Hacker News new | ask | show | jobs
by patrickk 5637 days ago
I remember reading somewhere that IBM makes something like $8bn per year still from mainframe computer sales. If IBM are doing that - two major computer architecture iterations along the line - (client-server and now cloud coming along), then that bodes well for Microsoft's survival, but perhaps not their relevance.

Startups aren't going to go after highly conservative organisations like banks who won't risk changing from mainframes for no obvious gain. So there will be a market for Microsoft technologies (their OS and Office in particular) for a long, long time; long after consumers are mainly using Android/Linux/Macintosh-based tablets or other portable devices to do their personal computing.

2 comments

For pure transaction throughput, it's still hard to beat a mainframe. The hardware is optimized for it, and so is the software. They are a niche product but a very profitable one.
> like banks who won't risk changing from mainframes for no obvious gain. So there will be a market for Microsoft technologies

Comparing Microsoft products with the kind of reliability banks require from mainframes misses the point. No product Microsoft offers can match 5 nines outside a controlled environment (and most probably, neither inside one)

Perhaps the point I was trying to make wasn't clear.

Certain enterprise customers will always want to work with what they know, (i.e. typically Windows XP and Microsoft Office currently.) So this will be the long tail that Microsoft will coast along, if/when consumers migrate their personal computing to other platforms. Granted, there are certain situations when using an older technology such as mainframes makes complete sense, and there is little benefit to risk a major system upgrade; but there are many other situations where not upgrading seems lunacy (e.g. in an era when people want to have much of their banking online, the old mainframes in the background struggle to cope with the demand.)
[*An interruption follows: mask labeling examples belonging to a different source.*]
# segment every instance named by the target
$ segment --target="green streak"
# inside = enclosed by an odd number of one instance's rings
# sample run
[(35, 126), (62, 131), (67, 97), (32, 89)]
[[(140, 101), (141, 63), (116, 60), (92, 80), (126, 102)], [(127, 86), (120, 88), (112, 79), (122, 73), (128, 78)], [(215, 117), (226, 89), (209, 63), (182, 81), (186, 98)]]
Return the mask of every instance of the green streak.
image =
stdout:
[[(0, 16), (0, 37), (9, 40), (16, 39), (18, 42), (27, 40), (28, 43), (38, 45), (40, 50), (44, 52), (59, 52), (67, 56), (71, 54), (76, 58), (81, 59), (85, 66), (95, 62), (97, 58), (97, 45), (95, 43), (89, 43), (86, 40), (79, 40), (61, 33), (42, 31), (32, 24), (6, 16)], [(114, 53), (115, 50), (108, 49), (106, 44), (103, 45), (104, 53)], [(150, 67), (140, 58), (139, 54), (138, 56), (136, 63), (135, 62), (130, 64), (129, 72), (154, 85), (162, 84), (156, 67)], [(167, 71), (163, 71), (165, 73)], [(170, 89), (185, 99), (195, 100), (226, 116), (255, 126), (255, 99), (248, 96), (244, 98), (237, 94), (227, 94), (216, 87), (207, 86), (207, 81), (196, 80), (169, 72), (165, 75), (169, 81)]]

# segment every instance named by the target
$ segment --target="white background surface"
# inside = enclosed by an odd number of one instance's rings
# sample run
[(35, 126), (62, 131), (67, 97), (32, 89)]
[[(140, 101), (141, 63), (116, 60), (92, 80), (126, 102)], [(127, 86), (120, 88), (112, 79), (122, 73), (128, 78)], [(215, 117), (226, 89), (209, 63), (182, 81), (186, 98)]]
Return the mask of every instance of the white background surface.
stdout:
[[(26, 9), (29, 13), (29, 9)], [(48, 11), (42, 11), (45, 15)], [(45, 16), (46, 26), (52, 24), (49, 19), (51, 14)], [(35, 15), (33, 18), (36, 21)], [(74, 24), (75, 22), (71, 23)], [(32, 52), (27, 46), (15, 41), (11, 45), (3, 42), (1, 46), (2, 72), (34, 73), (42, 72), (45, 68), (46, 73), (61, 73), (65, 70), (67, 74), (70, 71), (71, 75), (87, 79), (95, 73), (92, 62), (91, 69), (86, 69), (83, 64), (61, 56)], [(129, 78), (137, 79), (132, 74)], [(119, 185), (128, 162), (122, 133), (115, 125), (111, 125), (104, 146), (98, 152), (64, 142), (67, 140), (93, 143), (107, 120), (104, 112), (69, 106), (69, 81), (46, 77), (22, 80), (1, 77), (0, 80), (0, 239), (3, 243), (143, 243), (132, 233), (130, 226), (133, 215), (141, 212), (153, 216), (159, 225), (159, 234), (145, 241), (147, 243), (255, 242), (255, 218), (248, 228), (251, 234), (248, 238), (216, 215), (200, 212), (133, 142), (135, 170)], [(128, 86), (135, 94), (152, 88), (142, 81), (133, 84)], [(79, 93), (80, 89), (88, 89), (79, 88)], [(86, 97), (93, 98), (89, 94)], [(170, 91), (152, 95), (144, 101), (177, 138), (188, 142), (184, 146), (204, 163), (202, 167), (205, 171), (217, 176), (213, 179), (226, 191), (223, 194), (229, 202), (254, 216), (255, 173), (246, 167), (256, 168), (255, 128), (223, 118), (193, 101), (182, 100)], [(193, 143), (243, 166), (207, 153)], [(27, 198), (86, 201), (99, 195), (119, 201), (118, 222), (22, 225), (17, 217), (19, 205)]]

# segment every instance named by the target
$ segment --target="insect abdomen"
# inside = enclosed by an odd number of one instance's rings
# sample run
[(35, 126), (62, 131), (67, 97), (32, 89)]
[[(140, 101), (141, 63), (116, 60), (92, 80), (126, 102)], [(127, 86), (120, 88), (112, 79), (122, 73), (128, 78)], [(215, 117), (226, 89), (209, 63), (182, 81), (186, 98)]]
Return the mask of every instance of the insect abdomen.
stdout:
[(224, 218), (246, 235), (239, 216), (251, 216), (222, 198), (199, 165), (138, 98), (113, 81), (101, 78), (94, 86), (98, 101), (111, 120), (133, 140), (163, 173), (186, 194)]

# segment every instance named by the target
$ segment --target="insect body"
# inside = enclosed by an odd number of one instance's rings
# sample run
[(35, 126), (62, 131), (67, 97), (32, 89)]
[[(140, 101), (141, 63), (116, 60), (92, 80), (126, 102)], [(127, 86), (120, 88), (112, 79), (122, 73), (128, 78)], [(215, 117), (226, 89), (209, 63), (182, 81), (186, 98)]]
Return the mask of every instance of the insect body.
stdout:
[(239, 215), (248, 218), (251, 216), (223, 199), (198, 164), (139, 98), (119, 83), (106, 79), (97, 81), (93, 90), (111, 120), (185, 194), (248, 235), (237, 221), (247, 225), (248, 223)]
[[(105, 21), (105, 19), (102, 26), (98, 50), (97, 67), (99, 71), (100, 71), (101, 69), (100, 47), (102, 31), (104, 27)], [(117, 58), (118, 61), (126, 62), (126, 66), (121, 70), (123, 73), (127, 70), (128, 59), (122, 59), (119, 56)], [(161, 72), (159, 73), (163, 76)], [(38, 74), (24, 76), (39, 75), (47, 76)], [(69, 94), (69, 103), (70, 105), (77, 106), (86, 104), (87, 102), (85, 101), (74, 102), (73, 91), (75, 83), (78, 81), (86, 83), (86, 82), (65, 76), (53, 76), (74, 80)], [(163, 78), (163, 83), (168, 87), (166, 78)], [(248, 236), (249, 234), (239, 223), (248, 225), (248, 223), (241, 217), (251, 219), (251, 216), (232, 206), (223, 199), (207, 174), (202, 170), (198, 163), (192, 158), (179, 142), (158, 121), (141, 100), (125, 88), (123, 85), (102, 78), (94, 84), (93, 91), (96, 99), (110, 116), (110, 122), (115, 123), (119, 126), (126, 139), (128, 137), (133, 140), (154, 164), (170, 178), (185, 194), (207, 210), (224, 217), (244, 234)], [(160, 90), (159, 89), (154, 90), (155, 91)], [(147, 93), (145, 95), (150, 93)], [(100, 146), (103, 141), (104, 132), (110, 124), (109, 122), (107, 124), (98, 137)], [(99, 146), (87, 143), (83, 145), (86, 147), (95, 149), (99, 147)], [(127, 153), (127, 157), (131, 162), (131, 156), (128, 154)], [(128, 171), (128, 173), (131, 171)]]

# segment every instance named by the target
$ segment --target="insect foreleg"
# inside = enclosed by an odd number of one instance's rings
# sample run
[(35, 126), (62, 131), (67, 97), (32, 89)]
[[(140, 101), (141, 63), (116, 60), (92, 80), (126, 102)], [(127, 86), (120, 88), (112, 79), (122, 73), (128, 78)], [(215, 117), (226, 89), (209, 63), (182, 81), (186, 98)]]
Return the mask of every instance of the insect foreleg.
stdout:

As an aside, I interned at a bank where one of the tasks I did was adding HTML tags to predefined paragraphs that were in plain English. I did this in Excel, manually, line by line, on a PC sporting Windows XP and a 15" monitor. This could have been done in seconds with a shell script if anyone there had a clue. This kind of ignorance is a godsend to Microsoft who will continue to sell software licences to clueless companies for the foreseeable future.